For how long? There's the rub. France has opened its borders, presumably for FOMO. Fear of missing out on the great tourist influx every summer. Pragmatic or unwise, homo sapient? Only time will tell, my son. Already the Chinese are heading back indoors. So will we even get the summer off before the next lockdown begins? Now that the football season has restarted – behind closed doors, which must be eerily weird – I think I'll have to resort to the clichés of football managers faced with pundits intent on extracting some rash prediction. At the moment, we're not even thinking of the title. We're just focused on one game at a time.
 
One match down and I'm back to checking the sports news again (and, in the process, glimpsing the global headlines. Already my dad and I have started bemoaning the ineptitude of the current Arsenal team. We spoke after their mid-week match against Manchester City and the pater familias sat there looking very glum in his reupholstered Parker-Knoll armchair draped in the Arsenal scarf I bought for him, curiously, at the local bring-and-dump emporium. Things weren't helped by the fact that he'd fiddled with the settings of his telly and he thought that his sound-bar was no longer functioning. He told me quite emotionally how much he depends on his technology, deep as he is into his form of self-imposed purdah. 

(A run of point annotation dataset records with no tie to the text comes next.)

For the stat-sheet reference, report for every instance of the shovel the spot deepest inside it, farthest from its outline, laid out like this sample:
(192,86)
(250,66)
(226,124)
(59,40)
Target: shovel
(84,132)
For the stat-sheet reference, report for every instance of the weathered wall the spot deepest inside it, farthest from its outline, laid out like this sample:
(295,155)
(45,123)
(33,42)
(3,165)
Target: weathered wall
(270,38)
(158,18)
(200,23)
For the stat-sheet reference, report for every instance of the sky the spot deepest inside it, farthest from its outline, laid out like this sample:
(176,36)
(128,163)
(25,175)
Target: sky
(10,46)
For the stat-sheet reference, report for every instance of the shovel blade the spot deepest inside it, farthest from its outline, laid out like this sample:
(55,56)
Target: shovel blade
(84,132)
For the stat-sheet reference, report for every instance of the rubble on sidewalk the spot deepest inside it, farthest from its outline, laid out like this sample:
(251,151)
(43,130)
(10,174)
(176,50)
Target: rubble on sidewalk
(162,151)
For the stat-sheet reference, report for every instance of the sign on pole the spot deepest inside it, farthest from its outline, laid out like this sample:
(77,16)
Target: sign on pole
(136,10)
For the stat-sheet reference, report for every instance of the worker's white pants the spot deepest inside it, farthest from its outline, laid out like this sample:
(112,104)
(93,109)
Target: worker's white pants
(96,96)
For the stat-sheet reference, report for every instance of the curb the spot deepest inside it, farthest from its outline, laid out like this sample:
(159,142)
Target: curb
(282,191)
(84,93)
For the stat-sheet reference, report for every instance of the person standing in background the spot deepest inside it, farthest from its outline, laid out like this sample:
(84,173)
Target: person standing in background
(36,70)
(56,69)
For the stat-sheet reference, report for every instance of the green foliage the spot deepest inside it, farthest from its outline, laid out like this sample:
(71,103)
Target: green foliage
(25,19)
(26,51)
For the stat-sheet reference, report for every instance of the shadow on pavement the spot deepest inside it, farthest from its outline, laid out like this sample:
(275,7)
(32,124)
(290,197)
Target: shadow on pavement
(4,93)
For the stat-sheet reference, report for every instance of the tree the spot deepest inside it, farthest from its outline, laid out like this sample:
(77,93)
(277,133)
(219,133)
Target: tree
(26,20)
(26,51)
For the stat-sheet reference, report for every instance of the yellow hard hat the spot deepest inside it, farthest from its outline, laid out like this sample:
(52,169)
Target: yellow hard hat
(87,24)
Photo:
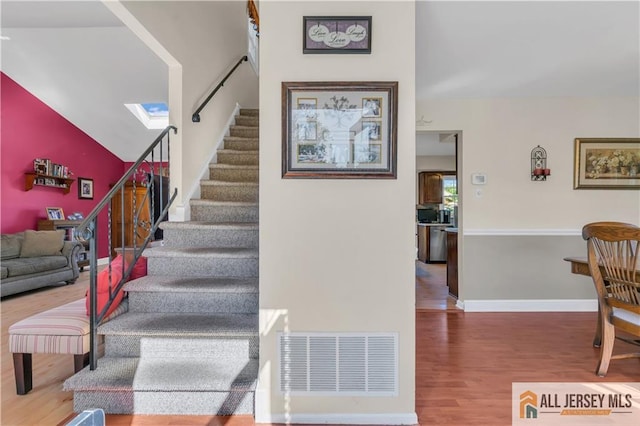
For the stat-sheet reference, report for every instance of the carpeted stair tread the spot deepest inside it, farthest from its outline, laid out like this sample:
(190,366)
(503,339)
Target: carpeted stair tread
(170,284)
(226,183)
(114,374)
(206,374)
(208,224)
(234,166)
(194,252)
(181,324)
(140,374)
(241,138)
(216,203)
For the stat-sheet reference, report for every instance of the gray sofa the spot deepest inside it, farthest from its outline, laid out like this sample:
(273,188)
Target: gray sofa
(34,259)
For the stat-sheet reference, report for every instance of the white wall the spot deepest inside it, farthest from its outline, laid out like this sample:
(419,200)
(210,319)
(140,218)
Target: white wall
(336,255)
(498,136)
(207,39)
(436,163)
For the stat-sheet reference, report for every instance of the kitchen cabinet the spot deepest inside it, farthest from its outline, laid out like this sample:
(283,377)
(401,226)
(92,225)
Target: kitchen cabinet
(430,188)
(431,243)
(124,210)
(452,261)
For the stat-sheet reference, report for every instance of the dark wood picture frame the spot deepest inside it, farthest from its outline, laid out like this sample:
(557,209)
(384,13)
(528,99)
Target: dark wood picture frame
(606,163)
(336,34)
(335,141)
(85,188)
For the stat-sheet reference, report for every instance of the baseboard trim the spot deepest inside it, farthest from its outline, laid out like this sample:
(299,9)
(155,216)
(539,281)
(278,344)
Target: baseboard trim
(343,419)
(543,305)
(522,232)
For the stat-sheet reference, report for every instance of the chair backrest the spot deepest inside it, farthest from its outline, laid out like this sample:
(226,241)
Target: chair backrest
(612,249)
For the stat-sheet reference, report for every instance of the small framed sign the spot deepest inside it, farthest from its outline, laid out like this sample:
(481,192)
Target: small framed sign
(55,213)
(85,188)
(336,34)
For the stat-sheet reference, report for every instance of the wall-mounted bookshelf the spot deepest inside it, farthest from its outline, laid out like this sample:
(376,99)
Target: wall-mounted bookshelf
(47,173)
(34,179)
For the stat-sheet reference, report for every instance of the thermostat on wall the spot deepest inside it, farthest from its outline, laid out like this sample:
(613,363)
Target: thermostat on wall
(478,178)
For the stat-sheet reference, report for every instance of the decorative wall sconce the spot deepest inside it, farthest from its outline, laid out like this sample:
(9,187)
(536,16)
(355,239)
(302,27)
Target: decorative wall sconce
(539,170)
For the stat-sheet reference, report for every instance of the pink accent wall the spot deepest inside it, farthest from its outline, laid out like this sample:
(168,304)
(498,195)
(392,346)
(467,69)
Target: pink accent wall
(30,129)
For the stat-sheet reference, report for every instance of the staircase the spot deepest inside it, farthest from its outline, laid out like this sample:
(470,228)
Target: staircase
(189,342)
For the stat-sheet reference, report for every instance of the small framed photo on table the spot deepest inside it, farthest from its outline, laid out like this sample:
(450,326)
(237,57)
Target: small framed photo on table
(85,188)
(55,213)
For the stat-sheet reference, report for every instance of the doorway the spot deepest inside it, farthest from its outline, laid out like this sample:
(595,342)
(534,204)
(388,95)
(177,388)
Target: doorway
(437,152)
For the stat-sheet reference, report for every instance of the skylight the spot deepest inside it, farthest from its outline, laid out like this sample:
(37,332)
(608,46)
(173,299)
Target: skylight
(151,115)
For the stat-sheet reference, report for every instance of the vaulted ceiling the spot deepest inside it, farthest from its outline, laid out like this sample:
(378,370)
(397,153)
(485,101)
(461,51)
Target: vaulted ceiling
(78,57)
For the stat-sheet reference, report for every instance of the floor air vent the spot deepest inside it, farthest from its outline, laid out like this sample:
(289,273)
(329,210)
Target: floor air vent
(339,364)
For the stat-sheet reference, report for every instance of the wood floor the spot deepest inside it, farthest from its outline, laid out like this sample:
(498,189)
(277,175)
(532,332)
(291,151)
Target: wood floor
(465,364)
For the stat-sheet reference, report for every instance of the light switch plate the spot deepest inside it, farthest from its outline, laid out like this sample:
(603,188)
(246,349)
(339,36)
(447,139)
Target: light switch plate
(478,178)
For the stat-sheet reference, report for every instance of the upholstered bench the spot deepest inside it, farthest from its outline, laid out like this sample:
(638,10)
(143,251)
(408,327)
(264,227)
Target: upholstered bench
(61,330)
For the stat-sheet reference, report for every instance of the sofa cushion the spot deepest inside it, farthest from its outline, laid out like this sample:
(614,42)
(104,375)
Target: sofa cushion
(10,245)
(42,243)
(33,265)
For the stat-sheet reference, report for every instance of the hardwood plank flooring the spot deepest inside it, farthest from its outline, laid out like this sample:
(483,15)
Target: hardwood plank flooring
(465,364)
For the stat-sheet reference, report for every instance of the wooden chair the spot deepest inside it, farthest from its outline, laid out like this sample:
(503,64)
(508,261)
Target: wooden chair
(613,262)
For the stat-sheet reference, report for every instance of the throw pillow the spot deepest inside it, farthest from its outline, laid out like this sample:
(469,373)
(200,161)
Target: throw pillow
(42,243)
(10,245)
(104,285)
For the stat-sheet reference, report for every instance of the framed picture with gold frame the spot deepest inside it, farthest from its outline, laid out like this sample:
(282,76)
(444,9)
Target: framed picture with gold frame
(606,163)
(339,130)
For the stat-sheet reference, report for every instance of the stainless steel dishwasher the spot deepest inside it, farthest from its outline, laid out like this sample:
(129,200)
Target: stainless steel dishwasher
(438,244)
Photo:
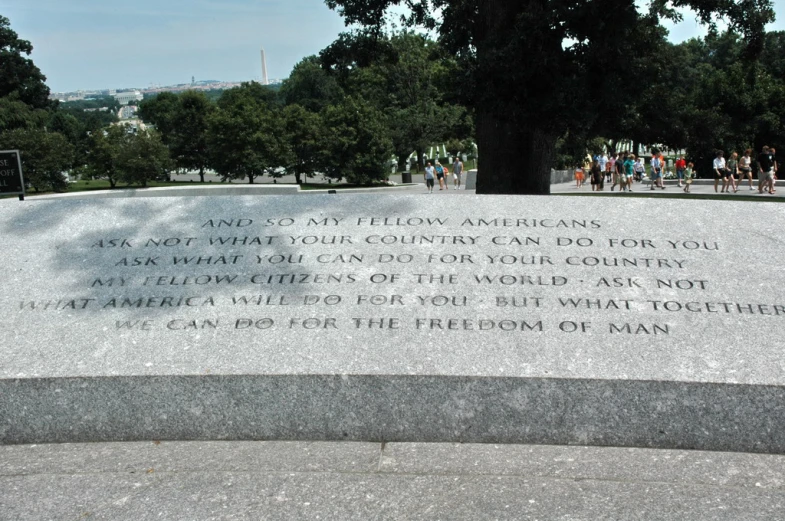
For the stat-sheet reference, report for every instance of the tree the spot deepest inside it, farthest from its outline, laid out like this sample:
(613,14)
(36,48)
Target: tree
(356,144)
(16,114)
(45,157)
(304,138)
(161,111)
(19,74)
(534,68)
(104,151)
(245,134)
(310,86)
(143,158)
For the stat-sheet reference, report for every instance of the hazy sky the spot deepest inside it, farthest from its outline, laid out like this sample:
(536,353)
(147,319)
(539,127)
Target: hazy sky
(96,44)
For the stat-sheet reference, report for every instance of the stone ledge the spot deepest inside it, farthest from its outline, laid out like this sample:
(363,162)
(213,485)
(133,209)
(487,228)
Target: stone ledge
(673,415)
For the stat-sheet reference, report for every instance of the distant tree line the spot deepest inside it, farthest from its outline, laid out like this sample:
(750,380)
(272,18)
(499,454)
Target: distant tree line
(372,96)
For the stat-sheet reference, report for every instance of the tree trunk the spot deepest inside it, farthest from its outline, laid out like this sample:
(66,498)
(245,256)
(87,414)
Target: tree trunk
(516,158)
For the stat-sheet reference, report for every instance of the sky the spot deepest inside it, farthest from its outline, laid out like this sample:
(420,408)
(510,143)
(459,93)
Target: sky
(112,44)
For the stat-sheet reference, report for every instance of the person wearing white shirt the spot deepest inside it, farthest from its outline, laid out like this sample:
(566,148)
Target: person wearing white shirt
(656,171)
(603,162)
(719,168)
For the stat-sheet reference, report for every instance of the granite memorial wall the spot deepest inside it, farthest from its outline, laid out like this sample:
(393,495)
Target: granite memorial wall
(483,319)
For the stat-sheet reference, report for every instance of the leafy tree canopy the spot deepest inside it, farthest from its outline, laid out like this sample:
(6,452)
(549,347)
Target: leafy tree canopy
(19,74)
(532,69)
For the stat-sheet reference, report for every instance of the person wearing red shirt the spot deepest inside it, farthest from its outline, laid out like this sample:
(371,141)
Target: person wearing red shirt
(681,165)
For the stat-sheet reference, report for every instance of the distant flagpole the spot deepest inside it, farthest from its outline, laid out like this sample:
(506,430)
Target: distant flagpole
(264,69)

Actually and metaphorically, he and I are focused on one game at a time. I can't predict the future. I figure that if extra-terrestrial reptiles are in control of our destiny, then there's very little I can do about it. Rise and shine; take each day as it comes. Smile and like thy neighbour. Or how I stopped worrying and learned to love potential social breakdown...

So today, for example, I got back from the local shops and sat down in the sunshine on the back balcony, sipping a supplementary coffee while listening to The Hissing of Summer Lawns and flicking through the regional freebie to read about all the assistance being offered to local enterprises. It gave me a warm glow. Or was it the mid-morning sun? A darker thought furrowed my brow. Who the hell is going to pay for it all? And when?